Serial Numbers
In the factory of ACM Computerized Manufacturing Ltd. (ACM Ltd.), items are manufactured in assembly lines and are given imprinted serial numbers to distinguish them from one another. The serial numbers are generated by a special kind of simplistic multi-function counter machine which generates serial number sequentially in increasing order (1, 2, 3, and so on).
As the counter machine has multiple functions embedded in its simple design, some substrings are reserved as op-codes command which must not be presented in the machine's serial number output.
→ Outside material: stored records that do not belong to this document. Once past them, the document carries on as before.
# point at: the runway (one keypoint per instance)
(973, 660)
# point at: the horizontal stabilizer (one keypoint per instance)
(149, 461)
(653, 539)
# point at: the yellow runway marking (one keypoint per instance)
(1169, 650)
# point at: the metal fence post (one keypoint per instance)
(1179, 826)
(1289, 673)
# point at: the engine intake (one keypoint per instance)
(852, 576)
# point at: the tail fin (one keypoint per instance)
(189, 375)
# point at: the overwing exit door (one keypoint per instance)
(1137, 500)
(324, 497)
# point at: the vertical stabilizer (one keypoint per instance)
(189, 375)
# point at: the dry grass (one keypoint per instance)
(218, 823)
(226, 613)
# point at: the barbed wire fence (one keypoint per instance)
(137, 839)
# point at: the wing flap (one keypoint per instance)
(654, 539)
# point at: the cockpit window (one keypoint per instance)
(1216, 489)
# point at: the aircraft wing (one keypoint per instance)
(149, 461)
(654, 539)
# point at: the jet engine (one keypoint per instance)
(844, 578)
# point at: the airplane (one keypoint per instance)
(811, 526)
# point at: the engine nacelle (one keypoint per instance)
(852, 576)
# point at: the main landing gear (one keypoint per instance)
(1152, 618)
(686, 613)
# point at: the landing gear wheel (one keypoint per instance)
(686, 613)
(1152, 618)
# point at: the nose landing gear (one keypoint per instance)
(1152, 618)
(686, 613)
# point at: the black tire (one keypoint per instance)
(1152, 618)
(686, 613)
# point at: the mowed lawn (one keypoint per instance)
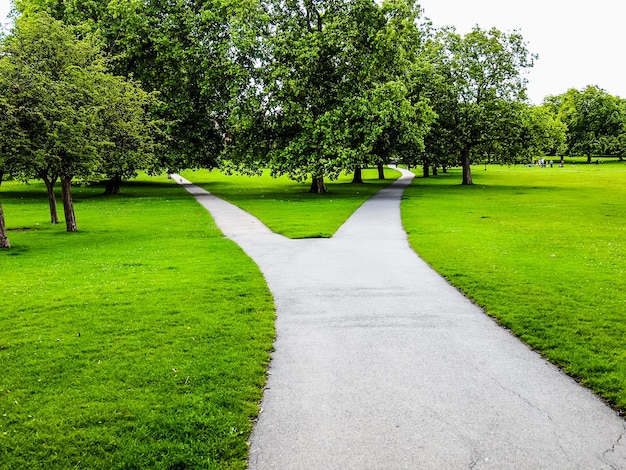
(141, 341)
(287, 207)
(543, 250)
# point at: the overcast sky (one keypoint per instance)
(579, 43)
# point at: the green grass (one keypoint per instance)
(287, 207)
(140, 342)
(543, 250)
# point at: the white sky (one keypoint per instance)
(579, 42)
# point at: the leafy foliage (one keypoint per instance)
(71, 118)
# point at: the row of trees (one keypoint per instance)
(306, 88)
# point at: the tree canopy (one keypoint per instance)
(69, 117)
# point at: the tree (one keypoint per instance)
(130, 136)
(485, 76)
(595, 120)
(193, 53)
(327, 98)
(69, 110)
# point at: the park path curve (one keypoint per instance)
(380, 364)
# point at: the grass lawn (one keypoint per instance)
(139, 342)
(287, 207)
(543, 250)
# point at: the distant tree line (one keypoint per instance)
(100, 89)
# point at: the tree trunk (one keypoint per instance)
(318, 186)
(68, 205)
(52, 200)
(381, 171)
(358, 175)
(467, 170)
(4, 240)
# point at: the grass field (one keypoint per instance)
(142, 340)
(287, 207)
(543, 250)
(139, 342)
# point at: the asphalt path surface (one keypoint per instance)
(380, 364)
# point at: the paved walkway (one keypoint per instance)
(380, 364)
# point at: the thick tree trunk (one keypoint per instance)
(467, 170)
(52, 200)
(318, 186)
(68, 205)
(381, 171)
(4, 240)
(358, 175)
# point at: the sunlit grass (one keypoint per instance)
(139, 342)
(287, 207)
(543, 251)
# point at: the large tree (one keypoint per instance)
(195, 53)
(485, 77)
(332, 91)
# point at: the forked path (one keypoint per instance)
(380, 364)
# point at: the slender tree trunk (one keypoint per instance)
(68, 205)
(381, 171)
(358, 175)
(465, 162)
(52, 200)
(318, 186)
(4, 240)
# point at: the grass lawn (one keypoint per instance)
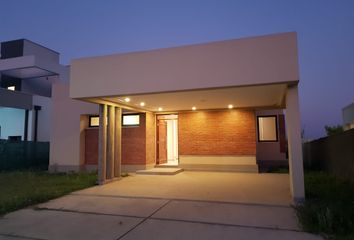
(25, 188)
(329, 206)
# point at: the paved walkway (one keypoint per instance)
(97, 213)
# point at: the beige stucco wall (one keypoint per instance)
(67, 129)
(248, 61)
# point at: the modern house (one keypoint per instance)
(27, 72)
(348, 117)
(213, 106)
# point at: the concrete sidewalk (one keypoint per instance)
(189, 205)
(93, 217)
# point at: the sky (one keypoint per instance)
(94, 27)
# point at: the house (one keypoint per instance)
(348, 117)
(213, 106)
(27, 72)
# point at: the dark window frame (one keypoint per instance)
(93, 116)
(130, 125)
(276, 128)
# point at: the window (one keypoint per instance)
(12, 88)
(94, 121)
(267, 129)
(131, 120)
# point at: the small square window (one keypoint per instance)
(94, 121)
(267, 129)
(131, 120)
(12, 88)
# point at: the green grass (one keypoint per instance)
(24, 188)
(329, 206)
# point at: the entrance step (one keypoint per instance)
(166, 166)
(246, 168)
(160, 171)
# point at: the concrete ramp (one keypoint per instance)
(160, 171)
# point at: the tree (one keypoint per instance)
(332, 130)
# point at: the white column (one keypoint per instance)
(110, 142)
(102, 145)
(293, 127)
(118, 143)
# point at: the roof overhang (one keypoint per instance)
(269, 96)
(27, 67)
(247, 73)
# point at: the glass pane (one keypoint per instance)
(267, 128)
(94, 121)
(129, 120)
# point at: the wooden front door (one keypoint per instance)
(161, 141)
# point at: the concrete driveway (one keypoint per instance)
(190, 205)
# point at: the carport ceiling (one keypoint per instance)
(240, 97)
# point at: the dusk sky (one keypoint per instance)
(89, 28)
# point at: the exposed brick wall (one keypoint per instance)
(228, 132)
(150, 138)
(134, 143)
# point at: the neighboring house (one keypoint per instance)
(27, 72)
(213, 106)
(348, 117)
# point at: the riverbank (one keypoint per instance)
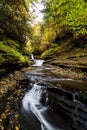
(12, 87)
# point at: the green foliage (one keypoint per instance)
(11, 54)
(70, 13)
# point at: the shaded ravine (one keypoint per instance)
(36, 111)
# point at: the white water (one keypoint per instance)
(36, 61)
(32, 101)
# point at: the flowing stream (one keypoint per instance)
(35, 111)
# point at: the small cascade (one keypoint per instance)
(32, 56)
(36, 61)
(33, 100)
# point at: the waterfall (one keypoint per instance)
(36, 61)
(32, 56)
(32, 101)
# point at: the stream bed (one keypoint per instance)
(46, 106)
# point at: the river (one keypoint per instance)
(36, 113)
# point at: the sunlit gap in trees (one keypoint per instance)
(36, 11)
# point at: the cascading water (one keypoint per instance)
(33, 101)
(36, 61)
(36, 110)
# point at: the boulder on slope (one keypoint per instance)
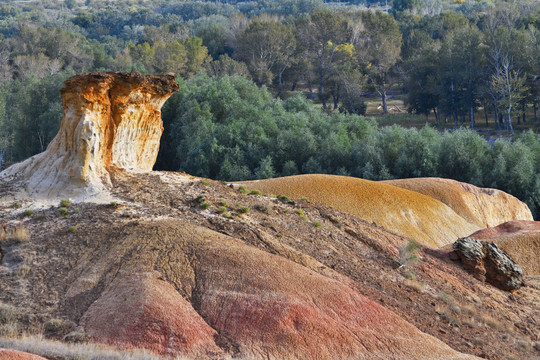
(489, 263)
(519, 239)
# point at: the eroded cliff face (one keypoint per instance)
(112, 122)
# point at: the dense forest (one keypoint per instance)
(271, 88)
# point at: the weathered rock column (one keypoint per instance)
(112, 121)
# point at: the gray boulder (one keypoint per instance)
(487, 262)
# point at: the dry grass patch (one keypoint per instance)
(65, 351)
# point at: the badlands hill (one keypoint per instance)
(185, 266)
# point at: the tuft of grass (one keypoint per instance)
(20, 235)
(199, 199)
(243, 209)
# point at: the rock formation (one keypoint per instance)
(407, 213)
(519, 239)
(479, 206)
(489, 263)
(112, 121)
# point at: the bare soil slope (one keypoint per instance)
(262, 283)
(479, 206)
(407, 213)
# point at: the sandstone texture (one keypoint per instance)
(489, 263)
(6, 354)
(519, 239)
(410, 214)
(479, 206)
(112, 122)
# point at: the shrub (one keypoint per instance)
(243, 209)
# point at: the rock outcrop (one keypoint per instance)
(479, 206)
(489, 263)
(519, 239)
(112, 121)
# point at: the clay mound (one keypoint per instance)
(262, 305)
(405, 212)
(111, 121)
(479, 206)
(18, 355)
(520, 239)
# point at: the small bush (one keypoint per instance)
(243, 209)
(57, 326)
(265, 208)
(9, 314)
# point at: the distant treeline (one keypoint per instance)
(230, 129)
(276, 87)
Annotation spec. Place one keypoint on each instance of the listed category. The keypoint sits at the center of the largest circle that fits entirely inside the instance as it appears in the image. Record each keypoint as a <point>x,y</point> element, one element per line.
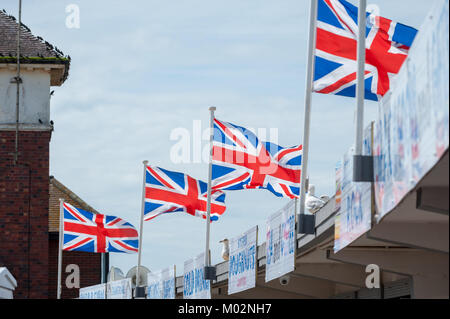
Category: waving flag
<point>387,46</point>
<point>97,233</point>
<point>169,192</point>
<point>241,161</point>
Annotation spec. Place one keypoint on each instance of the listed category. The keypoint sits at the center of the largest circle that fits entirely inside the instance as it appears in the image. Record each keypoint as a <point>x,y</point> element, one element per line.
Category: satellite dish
<point>115,274</point>
<point>143,271</point>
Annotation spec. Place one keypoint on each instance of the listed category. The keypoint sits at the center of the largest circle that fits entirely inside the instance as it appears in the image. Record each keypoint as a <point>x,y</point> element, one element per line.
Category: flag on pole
<point>97,233</point>
<point>387,46</point>
<point>241,161</point>
<point>169,192</point>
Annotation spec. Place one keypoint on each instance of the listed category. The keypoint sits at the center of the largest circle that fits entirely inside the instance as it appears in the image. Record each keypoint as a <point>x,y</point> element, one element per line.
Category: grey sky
<point>142,68</point>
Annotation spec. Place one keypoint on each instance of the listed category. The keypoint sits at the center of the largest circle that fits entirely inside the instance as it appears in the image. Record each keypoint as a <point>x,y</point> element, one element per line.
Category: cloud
<point>138,71</point>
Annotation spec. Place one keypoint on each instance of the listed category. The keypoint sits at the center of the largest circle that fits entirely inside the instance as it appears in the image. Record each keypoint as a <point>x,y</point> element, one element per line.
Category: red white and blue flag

For example if 23 is a command op-code, then 23 must not be presented in the substring of a serial number - assuming there is no other command op-code, the number sequence would go like this: 1, 2, 3, ..., 21, 22, 24, 25, ..., 121, 122, 124, 125, ..., 228, 229, 240, 241, 242, ....
This result in serial number that is different from the actual production batch number recorded in the system. The system does not map the relationship between both numbers and/or record exact serial numbers for each item, this may cause problems when an individual item needs to be tracked (e.g. for a recall or inspection). Given the production batch number of an item, your task is to determine the serial number for that item.
Input
The first line of input contains an integer T (T ≤ 100) denoting the number of testcases. Each testcase begins with an integer K (1 ≤ K ≤ 10) the number of op-codes in the counter machine, followed by K integers (1 to 10 digits, with leading zeroes preserved) representing each op-codes.
The second line contains an integer N (1 ≤ N ≤ 100) the number of requested production batch number, followed by N integers representing each production batch number.
Output
For each testcase, print N integers the serial numbers of corresponding production batch number. Two adjacent integers are separated by a single space. You may assume that these numbers are fit in signed 32-bit integer.